The case for keeping Guidolin
Football people have short memories. It’s easy to forget that Guidolin saved Swansea last season when the club was in a very real relegation fight. He didn’t just narrowly avoid the drop either. In 15 games he pulled a slumping Swansea side out of 17th place to finish in 12th, and based on his 1.6 points-per-game average during that stretch, he would have led Swansea to their highest ever Premier League points total (61) had he been in charge a full season.
Part of the reason for this success is Guidolin’s experience. At 60, he is the oldest of Swansea’s recent managers by some margin (Roberto Martinez, Paolo Sousa, Brendan Rodgers, Michael Laudrup and Garry Monk were all in their late thirties or early forties when they were appointed). He has spent 28 years in management, and has undoubtedly endured stretches of rotten form like this many times in the past, and survived. In contrast to Monk, who was a rookie manager when he was given the Swansea job and couldn’t overcome the first serious storm he suffered.

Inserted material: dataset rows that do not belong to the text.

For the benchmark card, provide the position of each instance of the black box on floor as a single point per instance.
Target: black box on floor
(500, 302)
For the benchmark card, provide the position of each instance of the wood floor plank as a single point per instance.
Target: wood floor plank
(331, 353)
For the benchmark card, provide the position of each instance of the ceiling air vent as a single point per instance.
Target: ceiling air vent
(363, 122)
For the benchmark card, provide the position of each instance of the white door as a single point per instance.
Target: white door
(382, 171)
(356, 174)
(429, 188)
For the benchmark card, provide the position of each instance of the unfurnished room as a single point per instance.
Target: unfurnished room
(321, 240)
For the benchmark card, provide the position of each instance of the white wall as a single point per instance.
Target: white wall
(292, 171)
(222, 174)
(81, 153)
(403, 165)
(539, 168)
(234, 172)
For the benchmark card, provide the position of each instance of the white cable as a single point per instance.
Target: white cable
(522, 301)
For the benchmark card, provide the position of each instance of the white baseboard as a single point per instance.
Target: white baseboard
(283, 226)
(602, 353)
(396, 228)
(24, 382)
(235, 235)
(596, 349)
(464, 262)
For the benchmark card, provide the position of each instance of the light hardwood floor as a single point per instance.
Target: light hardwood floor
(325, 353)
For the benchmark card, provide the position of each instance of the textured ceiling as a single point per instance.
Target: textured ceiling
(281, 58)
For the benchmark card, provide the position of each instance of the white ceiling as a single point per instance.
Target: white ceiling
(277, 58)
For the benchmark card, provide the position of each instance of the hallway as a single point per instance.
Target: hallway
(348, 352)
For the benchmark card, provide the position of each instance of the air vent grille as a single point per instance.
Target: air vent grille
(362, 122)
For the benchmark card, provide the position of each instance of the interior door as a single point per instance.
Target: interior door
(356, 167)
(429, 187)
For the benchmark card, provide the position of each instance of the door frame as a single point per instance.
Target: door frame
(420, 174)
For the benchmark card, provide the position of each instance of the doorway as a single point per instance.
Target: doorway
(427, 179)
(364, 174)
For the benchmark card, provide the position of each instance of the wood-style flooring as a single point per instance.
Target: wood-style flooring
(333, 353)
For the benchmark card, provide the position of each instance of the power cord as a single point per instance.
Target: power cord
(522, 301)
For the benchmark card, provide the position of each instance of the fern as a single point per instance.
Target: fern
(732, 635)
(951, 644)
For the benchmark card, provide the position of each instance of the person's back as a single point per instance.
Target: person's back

Will the same thing happen to untested Ryan Giggs, should the Welsh legend shortly become Guidolin’s successor as the rumour mill suggests?
And if not Giggs, then who? Swansea’s reputation for shrewd appointments has taken some damage over the past few years. The fallout from the Laudrup saga was unpleasant, and the Dane later resurfaced briefly in Lekhwiya. Monk’s appointment as Laudrup’s successor was ill-advised, and he now struggles in the Championship with Leeds. If Guidolin is sacked without even a full season on the job, then Swansea will start to look like potential career suicide for other managers, a far cry from the one-time production line of bright young talent that saw Rodgers and Martinez poached by bigger clubs.
Swansea are already constrained by financial resources when it comes to appointing new managers. A deal for Marcelo Bielsa fell apart last January when the two sides couldn’t agree on the money, so they don’t need to create more reasons to scare off potential targets as they don’t seem to be like a prospective club at present. The board made their decision to back Guidolin in the summer. They should trust that decision now and let their manager work without the pressure of job security hanging over each result. Five games is too soon to pull the trigger, and the club need to nurse their reputation off the field as much as on it at this point. A show of faith in Guidolin would help on both fronts.
What do you think? Should Swansea sack Francesco Guidolin?